14.06.2025 21:57:00

İNEGÖL'E İKİNCİ MÜZE

İNEGÖL'E İKİNCİ MÜZE

2. MÜZE

Onu, kimi zaman işletmesinde yönetim kurulu başkanı, kimi zaman çeşitli etkinliklerde ön saflarda, kimi zaman da emekli maaşını aldığında seyyar bir esnafın nohutlu pilavını yerken görürüz.

Onu mütevazı yaşamı ve entelektüel kimliği ile tanırız.

O, çoğu konularda danışılan, okumayı, araştırmayı, gezmeyi seven, bir o kadarda yaptığı işin en iyisi olması için gayret gösteren, israfı sevmeyen, tasarrufu ilke edinen, İnegöl’ün renkli simalarından sanayici ve iş adamı Abdullah Ezim.

 

Geçtiğimiz gün iş yerine giderek kendisini ziyaret ettim. Hummalı bir çalışma içerisinde idi. Yerlerde, raflarda sırasını bekleyen tarihi dergiler ve 1950 li 60 lı yılların gazeteleri. 

Yazıhanesinin büyük bir bölümü adeta bir kütüphane, diğer bölümü ise tarihi objelerle süslenmiş.

Eserlere baktığımızda, hatta onlara dokunduğumuz da adeta zaman tünelindeymiş gibi, yüzlerce yıl tarihe sessiz sedasız tanıklık ettiklerine şahitlik ediyoruz.

100 yıllık bir daktilo, antika bir duvar saati ve daha birçokları geçmişteki insanların yaşam tarzını, emeğini, sabrını ve duygusunu yansıtır. 

Her eski eserin bir zamanlar birinin hayatına bir şekilde dokunduğunu hatırlarız.

Yazıhanesinden çıkıp her türlü alet, araç ve objelerin olduğu salona gittik.

O kadar farklı malzemeler gördüm ki şaşkınlığımı gizleyemedim. Yılların emeği ile biriktirilen her biri birbirinden değerli eşya ve makinelerin, önümüzdeki aylar içinde bulunduğum binada sergilenecek olması ve İnegöl’e ikinci bir müze kazandırılma çalışmaları önemlidir.

 

Merak edip Ezim’e, eski eşya toplama sevdası aileden mi yoksa sizin bir hobiniz mi diye sordum.

“Babamdan biraz var. Ama o yıllar babamdan kalanların kıymetini bilemedik.

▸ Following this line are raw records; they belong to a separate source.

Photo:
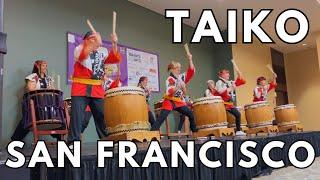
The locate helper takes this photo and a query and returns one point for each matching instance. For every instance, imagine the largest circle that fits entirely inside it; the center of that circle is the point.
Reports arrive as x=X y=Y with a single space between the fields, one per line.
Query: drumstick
x=235 y=66
x=90 y=26
x=186 y=47
x=58 y=82
x=270 y=68
x=114 y=22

Eşe dosta dağıttık veya ilgilenemedik, kaybolup gittiler.”

Soruma devam ettim.

Burayı antika müzesi mi yapmayı planlıyorsunuz dedim.

 

HAYALİM MEKANİK MÜZE

“Eski eşya diyebiliriz, antika daha farklı. Mekanik müze tabiri benim şu andaki düşüncemle örtüşüyor, daha uygun görüyorum” dedi.

Salonu gezdikçe adeta geçmişi yaşar gibi oluyorum. Eski traktörden tutun 60-70 yıllık otomobillere, itfaiye aracından, eski telefonlara, mektup terazilerinden, damacanalara, yaylı arabalardan, motosiklet ve bisikletlere her şeyi görmek ve bulmak mümkün.

 

 

Abdullah Ezim’in yazıhanesinde sohbet ederken geçmişle ilgili hatıratlarımızı anlattık. Söz döndü dolaştı bir zamanlar Kars’ta yaşamış olan Malakanlara geldi. Ben de bununla ilgili bir hikaye anlattım. 

BALLO BEY GİBİ YAŞIYORUZ

1960 lı yıllarda Rusya ile yapılan mübadele sonucunda, Kars’ta yaşayan Ruslar ve Malakanlar Rusya’ya, Rusya’da yaşayan Türkler de Türkiye’ye geldiler. Kars’taki Malakanlar varını yoğunu satıp Rusya’ya gitmişti. Hatta bazıları ise geri dönerim düşüncesiyle paralarını Kars’ta güvendiği insanlara emanet etmişlerdi. Aradan uzun bir zaman geçti, nasıl olduysa Kars’tan Rusya’ya giden bir vatandaştan mektup geldi. O yıllar Karsta kıçının altına şamyel bağlı, ellerini geçirdiği takunya ile kıçının üstünde sürünerek yol almaya çalışan Ballo isminde biri yaşardı. Gelen mektupta içinde bulundukları durumu anlatan tek cümle vardı. “bizleri merak etmeyin, biz Ballo Bey gibi yaşıyoruz”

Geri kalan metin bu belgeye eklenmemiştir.